8. Numerus, pondus, mensura. Sed quia numerose cogitari possunt quae singillatim sunt impressa memoriae, videtur ad memoriam mensura, ad visionem vero numerus pertinere. Quia licet innumerabilis sit multiplicitas talium visionum, singulis tamen in memoria praescriptus est intransgressibilis modus. Mensura igitur in memoria, in visionibus numerus apparet: sicut in ipsis corporibus visibilibus mensura quaedam est, cui numerosissime coaptatur sensus videntium , et ex uno visibili multorum cernentium formatur aspectus: ita ut etiam unus propter duorum oculorum numerum plerumque unam rem geminata specie videat, sicut supra docuimus. In his ergo rebus unde visiones exprimuntur, quaedam mensura est: in ipsis autem visionibus, numerus.

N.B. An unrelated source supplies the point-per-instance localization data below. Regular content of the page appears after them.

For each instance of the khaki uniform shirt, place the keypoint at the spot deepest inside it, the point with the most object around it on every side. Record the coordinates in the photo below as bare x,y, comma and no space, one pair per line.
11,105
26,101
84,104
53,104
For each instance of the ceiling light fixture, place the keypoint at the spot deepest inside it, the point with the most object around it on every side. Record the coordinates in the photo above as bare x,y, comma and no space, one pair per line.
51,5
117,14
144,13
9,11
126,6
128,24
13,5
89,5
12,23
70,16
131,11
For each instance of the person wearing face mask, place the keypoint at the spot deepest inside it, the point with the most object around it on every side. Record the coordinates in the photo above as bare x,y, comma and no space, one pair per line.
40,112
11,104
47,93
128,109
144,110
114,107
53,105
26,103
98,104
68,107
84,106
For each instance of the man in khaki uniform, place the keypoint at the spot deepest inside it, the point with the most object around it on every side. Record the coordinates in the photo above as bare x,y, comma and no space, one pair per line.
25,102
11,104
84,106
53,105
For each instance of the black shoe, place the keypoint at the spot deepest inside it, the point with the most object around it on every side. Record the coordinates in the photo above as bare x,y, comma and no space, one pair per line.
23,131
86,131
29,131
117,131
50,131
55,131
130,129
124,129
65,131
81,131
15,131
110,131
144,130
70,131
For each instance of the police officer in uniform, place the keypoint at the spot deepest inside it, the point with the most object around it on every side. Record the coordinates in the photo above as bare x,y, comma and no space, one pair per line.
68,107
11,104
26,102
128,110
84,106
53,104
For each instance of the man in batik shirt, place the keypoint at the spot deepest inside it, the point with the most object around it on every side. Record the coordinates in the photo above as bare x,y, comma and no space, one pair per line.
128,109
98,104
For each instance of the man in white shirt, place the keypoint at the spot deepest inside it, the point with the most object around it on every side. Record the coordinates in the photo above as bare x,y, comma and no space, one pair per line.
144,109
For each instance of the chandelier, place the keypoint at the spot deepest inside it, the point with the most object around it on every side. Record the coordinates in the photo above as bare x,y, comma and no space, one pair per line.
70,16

Voluntas vero quae ista conjungit et ordinat, et quadam unitate copulat, nec sentiendi aut cogitandi appetitum nisi in his rebus unde visiones formantur, acquiescens collocat, ponderi similis est. Quapropter haec tria, mensuram, numerum, pondus, etiam in caeteris omnibus rebus animadvertenda praelibaverim. Nunc interim voluntatem copulatricem rei visibilis atque visionis quasi parentis et prolis, sive in sentiendo, sive in cogitando, nec parentem nec prolem dici posse, quomodo valui et quibus valui demonstravi. Unde tempus admonet, hanc eamdem trinitatem in interiore homine requirere, atque ab isto de quo tamdiu locutus sum animali atque carnali, qui exterior dicitur, introrsus tendere. Ubi speramus invenire nos posse secundum trinitatem imaginem Dei, conatus nostros illo ipso adjuvante, quem omnia, sicut res ipsae indicant, ita etiam sancta Scriptura in mensura et numero et pondere disposuisse testatur (Sap. XI, 21).